Morey and Tutwiler were paired in the semifinals on Friday and caution seemed to be Morey's style. He had gauged the course with a measuring wheel to get the exact yardages to the greens and gave Tutwiler a copy of the information before the tournament. "Now he wants it back," Tut said.
The match was close until the 15th hole, where Morey saved a par with a dandy chip and Tutwiler three-putted to lose a hole he seemed certain to win. Morey went on to register a 3 and 2 victory, then graciously drove Tutwiler to the airport. "I wouldn't mind driving all of them there," he said.

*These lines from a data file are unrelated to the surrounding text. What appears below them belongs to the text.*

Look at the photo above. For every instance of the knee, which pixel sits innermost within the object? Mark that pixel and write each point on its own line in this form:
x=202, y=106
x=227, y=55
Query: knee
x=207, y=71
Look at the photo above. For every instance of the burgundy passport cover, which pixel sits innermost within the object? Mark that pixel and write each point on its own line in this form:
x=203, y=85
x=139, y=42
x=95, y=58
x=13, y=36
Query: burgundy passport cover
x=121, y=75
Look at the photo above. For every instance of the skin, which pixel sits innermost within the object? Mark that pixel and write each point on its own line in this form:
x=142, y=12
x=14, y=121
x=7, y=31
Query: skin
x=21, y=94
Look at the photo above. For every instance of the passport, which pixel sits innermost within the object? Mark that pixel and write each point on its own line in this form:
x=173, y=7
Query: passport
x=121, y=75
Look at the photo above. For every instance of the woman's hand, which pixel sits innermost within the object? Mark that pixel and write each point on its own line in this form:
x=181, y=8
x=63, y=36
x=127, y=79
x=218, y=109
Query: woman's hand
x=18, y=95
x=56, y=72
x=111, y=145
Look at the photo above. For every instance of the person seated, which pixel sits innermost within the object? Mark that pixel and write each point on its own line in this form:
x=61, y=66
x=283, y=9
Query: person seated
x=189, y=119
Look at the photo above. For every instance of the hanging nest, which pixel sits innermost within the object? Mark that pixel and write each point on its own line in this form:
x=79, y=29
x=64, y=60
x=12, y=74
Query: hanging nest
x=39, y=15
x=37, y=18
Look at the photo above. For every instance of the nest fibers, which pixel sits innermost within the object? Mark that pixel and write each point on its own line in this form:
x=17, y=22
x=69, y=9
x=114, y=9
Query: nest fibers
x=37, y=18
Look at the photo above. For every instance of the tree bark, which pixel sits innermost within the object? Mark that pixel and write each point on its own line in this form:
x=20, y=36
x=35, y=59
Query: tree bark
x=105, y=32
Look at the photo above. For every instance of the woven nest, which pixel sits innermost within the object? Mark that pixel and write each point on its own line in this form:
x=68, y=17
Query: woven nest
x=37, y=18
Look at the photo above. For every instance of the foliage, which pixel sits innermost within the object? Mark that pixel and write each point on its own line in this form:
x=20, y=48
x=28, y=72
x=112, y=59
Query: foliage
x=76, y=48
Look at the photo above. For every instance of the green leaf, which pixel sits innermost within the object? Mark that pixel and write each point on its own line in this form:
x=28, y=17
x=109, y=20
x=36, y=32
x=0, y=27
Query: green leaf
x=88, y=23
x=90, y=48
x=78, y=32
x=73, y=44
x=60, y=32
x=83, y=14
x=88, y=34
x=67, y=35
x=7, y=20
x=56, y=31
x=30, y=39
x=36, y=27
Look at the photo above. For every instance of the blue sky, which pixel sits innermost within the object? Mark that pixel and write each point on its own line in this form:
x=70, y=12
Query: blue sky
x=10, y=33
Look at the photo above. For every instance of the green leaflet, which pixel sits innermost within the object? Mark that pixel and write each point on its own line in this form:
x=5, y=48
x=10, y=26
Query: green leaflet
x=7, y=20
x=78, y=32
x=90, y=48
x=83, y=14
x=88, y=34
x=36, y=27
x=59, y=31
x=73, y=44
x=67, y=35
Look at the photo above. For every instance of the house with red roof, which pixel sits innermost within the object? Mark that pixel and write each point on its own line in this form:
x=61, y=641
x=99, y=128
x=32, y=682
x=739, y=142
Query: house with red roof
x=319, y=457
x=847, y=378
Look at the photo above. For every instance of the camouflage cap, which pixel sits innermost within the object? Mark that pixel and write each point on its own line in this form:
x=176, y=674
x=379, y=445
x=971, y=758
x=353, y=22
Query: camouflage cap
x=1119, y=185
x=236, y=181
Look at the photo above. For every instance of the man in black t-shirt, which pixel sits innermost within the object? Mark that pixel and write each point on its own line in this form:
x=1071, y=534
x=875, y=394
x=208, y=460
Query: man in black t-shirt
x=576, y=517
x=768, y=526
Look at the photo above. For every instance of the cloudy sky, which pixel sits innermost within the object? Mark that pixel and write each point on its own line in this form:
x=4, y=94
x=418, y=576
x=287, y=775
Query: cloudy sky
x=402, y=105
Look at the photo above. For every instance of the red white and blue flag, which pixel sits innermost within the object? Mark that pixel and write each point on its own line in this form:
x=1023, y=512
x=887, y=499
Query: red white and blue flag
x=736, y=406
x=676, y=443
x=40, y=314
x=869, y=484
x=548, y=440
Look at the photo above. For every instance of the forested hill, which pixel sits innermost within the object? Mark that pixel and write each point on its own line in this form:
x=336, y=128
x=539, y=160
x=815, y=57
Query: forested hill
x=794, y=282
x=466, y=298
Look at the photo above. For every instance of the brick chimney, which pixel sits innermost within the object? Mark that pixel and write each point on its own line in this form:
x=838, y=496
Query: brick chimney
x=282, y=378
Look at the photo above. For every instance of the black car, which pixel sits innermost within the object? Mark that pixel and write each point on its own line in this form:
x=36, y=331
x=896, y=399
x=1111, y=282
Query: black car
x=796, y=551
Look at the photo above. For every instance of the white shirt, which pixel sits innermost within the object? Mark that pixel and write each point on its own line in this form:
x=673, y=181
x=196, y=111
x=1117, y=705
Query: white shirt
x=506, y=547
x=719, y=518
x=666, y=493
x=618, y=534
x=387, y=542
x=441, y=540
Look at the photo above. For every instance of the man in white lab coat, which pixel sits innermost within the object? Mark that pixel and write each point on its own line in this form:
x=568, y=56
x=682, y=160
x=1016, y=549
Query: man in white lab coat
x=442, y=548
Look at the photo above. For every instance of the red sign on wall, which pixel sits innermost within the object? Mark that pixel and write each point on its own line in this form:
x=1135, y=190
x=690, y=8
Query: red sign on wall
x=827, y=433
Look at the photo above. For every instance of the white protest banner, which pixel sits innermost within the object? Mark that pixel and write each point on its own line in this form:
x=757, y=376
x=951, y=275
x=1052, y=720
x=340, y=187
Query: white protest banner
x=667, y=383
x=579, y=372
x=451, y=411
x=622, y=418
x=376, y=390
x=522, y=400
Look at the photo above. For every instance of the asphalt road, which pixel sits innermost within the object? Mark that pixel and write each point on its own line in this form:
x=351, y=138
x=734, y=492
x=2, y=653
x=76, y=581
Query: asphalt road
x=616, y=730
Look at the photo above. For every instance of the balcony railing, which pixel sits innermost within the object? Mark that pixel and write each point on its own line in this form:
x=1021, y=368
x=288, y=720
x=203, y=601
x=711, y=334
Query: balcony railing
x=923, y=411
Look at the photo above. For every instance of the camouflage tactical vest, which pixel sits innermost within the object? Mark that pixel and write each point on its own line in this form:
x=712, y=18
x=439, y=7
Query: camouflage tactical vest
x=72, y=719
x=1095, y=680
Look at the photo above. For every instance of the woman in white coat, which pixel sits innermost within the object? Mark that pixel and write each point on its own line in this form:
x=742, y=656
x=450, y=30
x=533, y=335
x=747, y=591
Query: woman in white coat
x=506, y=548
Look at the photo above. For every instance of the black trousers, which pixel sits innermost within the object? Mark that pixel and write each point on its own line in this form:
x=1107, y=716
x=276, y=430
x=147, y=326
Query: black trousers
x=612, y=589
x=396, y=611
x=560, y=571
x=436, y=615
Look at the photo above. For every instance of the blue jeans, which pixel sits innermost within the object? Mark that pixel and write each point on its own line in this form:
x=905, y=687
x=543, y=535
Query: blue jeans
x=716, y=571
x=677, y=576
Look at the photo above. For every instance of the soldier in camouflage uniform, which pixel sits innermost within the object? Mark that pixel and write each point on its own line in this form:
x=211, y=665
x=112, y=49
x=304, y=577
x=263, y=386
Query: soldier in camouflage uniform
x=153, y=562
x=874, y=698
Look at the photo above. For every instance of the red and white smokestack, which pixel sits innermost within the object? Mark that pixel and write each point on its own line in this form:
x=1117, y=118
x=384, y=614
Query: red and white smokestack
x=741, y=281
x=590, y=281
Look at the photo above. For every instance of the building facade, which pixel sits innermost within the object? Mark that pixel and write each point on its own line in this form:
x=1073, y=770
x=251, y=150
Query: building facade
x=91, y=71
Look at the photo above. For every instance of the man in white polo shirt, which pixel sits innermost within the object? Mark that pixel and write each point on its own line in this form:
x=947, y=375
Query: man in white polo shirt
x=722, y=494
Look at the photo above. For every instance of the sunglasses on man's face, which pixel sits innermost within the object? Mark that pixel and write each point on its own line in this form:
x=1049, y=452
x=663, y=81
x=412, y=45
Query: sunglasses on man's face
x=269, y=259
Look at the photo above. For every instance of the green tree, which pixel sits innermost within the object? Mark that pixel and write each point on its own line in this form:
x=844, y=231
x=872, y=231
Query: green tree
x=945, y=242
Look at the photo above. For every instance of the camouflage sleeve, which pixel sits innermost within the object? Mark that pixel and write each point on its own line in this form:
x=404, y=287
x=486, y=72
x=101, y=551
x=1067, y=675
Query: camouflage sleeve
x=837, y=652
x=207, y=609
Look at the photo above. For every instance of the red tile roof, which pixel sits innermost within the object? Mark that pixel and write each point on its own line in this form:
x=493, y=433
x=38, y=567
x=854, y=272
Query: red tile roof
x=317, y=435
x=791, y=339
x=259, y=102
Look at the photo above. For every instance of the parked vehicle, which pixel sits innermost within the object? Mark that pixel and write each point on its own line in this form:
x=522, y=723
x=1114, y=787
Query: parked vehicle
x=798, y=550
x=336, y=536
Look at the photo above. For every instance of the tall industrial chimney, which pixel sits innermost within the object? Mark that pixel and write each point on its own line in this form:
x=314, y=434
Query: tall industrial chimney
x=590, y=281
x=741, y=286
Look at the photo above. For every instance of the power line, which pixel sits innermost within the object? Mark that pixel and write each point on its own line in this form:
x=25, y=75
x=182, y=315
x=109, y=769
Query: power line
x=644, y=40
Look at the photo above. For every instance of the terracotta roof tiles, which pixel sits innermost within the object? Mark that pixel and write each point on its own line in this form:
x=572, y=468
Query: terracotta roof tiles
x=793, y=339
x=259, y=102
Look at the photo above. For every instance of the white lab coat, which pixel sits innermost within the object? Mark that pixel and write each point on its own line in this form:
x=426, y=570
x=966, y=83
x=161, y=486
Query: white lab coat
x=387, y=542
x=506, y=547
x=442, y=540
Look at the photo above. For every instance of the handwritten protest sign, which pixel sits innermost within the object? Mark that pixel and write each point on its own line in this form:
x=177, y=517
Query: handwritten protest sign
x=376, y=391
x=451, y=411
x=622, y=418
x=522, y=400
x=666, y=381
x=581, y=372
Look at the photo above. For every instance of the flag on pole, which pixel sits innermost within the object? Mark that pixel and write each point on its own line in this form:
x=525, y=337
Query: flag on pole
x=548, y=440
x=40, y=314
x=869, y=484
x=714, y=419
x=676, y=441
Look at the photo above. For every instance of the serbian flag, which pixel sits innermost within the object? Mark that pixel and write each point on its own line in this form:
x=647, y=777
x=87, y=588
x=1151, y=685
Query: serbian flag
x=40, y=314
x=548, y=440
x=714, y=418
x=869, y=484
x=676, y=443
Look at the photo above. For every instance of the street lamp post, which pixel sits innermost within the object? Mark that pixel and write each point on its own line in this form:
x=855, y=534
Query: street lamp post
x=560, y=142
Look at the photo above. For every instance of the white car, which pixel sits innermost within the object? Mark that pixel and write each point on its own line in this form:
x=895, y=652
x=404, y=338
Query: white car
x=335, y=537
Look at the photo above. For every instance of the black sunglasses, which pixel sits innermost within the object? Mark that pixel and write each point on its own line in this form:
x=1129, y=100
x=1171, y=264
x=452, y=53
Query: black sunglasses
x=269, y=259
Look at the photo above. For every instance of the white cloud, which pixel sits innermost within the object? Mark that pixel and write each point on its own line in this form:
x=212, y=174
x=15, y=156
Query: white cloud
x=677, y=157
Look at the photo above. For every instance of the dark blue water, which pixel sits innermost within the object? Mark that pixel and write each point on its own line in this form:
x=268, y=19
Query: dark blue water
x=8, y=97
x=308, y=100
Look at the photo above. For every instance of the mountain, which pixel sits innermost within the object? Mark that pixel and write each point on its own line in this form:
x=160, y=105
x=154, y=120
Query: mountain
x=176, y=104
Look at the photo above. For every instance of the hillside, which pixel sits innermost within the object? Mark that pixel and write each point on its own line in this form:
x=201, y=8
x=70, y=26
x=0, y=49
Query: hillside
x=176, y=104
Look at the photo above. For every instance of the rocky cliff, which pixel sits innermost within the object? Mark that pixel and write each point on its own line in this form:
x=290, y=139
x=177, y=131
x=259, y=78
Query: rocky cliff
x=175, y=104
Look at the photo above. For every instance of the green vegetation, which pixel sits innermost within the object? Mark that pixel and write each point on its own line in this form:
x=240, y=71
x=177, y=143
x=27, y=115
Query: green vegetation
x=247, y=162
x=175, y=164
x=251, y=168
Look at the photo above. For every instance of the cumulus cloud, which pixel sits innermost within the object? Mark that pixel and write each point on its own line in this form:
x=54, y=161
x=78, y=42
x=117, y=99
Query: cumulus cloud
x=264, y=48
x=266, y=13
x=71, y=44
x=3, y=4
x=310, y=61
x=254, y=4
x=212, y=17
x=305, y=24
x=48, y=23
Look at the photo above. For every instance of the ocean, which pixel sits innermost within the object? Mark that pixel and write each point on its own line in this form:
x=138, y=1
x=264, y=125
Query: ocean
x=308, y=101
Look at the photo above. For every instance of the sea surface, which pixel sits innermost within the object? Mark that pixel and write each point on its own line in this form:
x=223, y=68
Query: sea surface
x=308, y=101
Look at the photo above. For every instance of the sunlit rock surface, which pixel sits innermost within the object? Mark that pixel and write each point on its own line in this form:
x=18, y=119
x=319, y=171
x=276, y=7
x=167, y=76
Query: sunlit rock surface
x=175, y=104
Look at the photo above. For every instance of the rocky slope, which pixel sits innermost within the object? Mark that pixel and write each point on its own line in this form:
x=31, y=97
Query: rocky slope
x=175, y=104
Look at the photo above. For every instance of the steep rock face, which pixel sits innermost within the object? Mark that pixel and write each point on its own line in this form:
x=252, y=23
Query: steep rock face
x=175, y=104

Oehmig moved into the final with a victory over the gloriously euphorious Norando Nannini of Chicago that was almost as much the result of luck as of skill. On the 17th, Oehmig was faced with an exceedingly difficult pitch shot, but his ball had landed near a flight of wooden steps leading down into a bunker and he was given a free drop that moved him up onto the fringe of the green. He went on to win two up.
The bane of Morey's game is a duck hook, a deadly fault on a course like Harbour Town. But throughout the week he controlled his driver, and his confidence surged in the final against Oehmig. He birdied the first two par-5s, hitting a pair of solid wood shots at each, and regularly outdrove Oehmig by as much as 30 yards. At the turn, Morey's lead was three up, but by virtue of some minor miracles like a chip-in at the 12th hole, Oehmig managed to trail by only a hole going to the 14th. There, something happened that canceled whatever good fortune the banker may have enjoyed against Nannini. Oehmig was on the edge of the green, preparing to chip when he grounded his club in what was clearly defined as a hazard. He instantly realized his error, looking like a man who had just snubbed a stop sign and then caught sight of a police car a few feet away. He lost the hole, and the next, and the next, and Morey won 4 and 2.
The triumph was sublime for the man from High Point. It was his first national title, although he had come close in the 1953 U.S. Amateur when victory had been snatched from him by Gene Littler's 40-foot putt on the last hole. Now, 21 years later, he had proved that you are never too old to win.